Le changement d’orientation des capitaux d’une économie exportatrice et du secteur immobilier vers une indépendance industrielle, en particulier la technologie, va se traduire par une concentration des objectifs sur l’autosuffisance plutôt que la croissance et les profits. La tâche principale de la Chine n’est plus de maximiser la croissance du PIB, mais de créer une économie autosuffisante et technologiquement puissante, à l’abri des efforts des États-Unis visant à freiner son essor. Ce programme est une stratégie nationale sécuritaire, mais il n’est pas favorable aux investisseurs financiers. L’accent mis sur l’investissement signifie que l’offre sera toujours supérieure à la demande, ce qui entraînera une pression déflationniste et des pressions sur les marges des entreprises.

Les problèmes conjoncturels actuels. La Chine fait face à une croissance économique faible, à un risque déflationniste, à un taux de chômage élevé chez les jeunes, à une consommation domestique prudente et à une crise immobilière profonde. L’immobilier compte pour plus de 60% de la fortune totale des ménages chinois, un pourcentage très supérieur aux standards des pays occidentaux.

Les analystes considèrent qu’il faudrait un plan fiscal entre $280 et $1’400 milliards (8% du PIB). La société japonaise Nomura croit que le plan sera plafonné à 3% du PIB. Les mesures fiscales seront juste suffisantes pour soutenir l’économie, pas pour l’accélérer. La dette des gouvernements locaux est colossale, estimée entre $7’000 et $11’000 milliards, environ deux fois la dette du gouvernement central. A la sortie de la conférence du ministre des finances, Lan Fo, le week-end dernier, les analystes estimaient un plan entre $142 et $425 milliards.

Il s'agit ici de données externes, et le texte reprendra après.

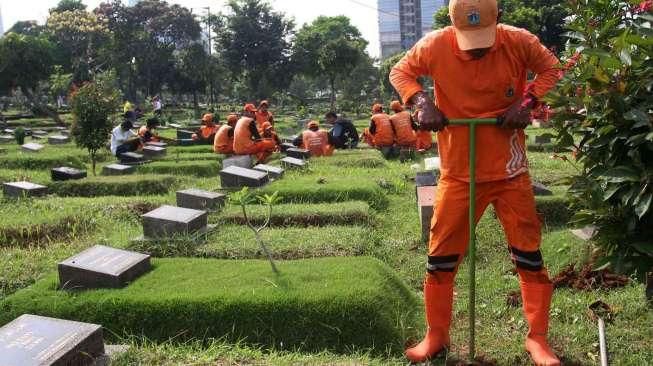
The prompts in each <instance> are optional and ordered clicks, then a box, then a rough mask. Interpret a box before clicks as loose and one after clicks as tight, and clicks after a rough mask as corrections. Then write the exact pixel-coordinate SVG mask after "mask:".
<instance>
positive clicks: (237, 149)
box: [234, 117, 275, 161]
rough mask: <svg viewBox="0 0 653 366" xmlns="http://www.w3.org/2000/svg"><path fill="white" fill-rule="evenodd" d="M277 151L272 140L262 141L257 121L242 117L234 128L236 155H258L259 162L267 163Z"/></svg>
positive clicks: (235, 151)
mask: <svg viewBox="0 0 653 366" xmlns="http://www.w3.org/2000/svg"><path fill="white" fill-rule="evenodd" d="M274 149H275V143H274V141H272V140H267V139H263V140H262V139H261V136H260V135H259V134H258V131H257V129H256V121H255V120H253V119H252V118H248V117H242V118H241V119H239V120H238V122H237V123H236V127H235V128H234V153H235V154H237V155H256V157H257V159H258V161H265V159H267V158H268V157H269V156H270V155H272V152H273V151H274Z"/></svg>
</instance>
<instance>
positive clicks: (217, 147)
mask: <svg viewBox="0 0 653 366" xmlns="http://www.w3.org/2000/svg"><path fill="white" fill-rule="evenodd" d="M213 151H214V152H216V153H218V154H233V153H234V128H233V127H231V126H229V125H222V126H220V129H218V133H216V134H215V139H214V140H213Z"/></svg>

La Chine subit une déflation à la japonaise. Le président Xi commence à apparaître comme un médiocre gestionnaire économique, avec une propension aux interventions arbitraires, une caractéristique chez les autocrates, étouffant les initiatives privées et individuelles. Sans protection sociale, la répression financière et un taux de chômage élevé chez les jeunes, les ménages sont prudents. Les chiffres de septembre confirment ces pressions déflationnistes avec un CPI à 0.4% et un PPI à –2.8%.

Xi Jinping doit aussi gérer la politique au sein du Parti communiste. Il n’est pas aimé. Il fait face aux «princes rouges», une caste aristocratique, soudée depuis près d’un siècle dans son ascension vers le pouvoir. Ce sont les descendants des hauts dirigeants du PCC comme Mao Zedong ou Zhou Enlai et des grands commandants militaires. Des descendants admirant les Etats-Unis, car Mao leur a appris que l’on pouvait dire et faire des choses contradictoires. Pour garder le pouvoir, il fallait trahir ses principes. Ils l’ont fait.

Nous n’achetons pas les actions chinoises. La crise économique est profonde et les mesures prises ne servent qu’à soutenir l’économie, pas à l’accélérer. La Chine bascule dans un régime autoritaire. Les tensions géopolitiques et commerciales ne sont pas bonnes pour la Chine. La Chine est dorénavant plus préoccupée par la politique et la géopolitique que par l’économie. Pour ceux qui intègrent les standards ESG dans leur gestion, la Chine n’est pas un investissement ESG. Nous sommes étonnés de voir certains investisseurs éviter le secteur de la défense (notre sécurité) et les énergies fossiles, parce que non-ESG, et se ruer sur les actions chinoises à l’annonce de mesures monétaires et fiscales.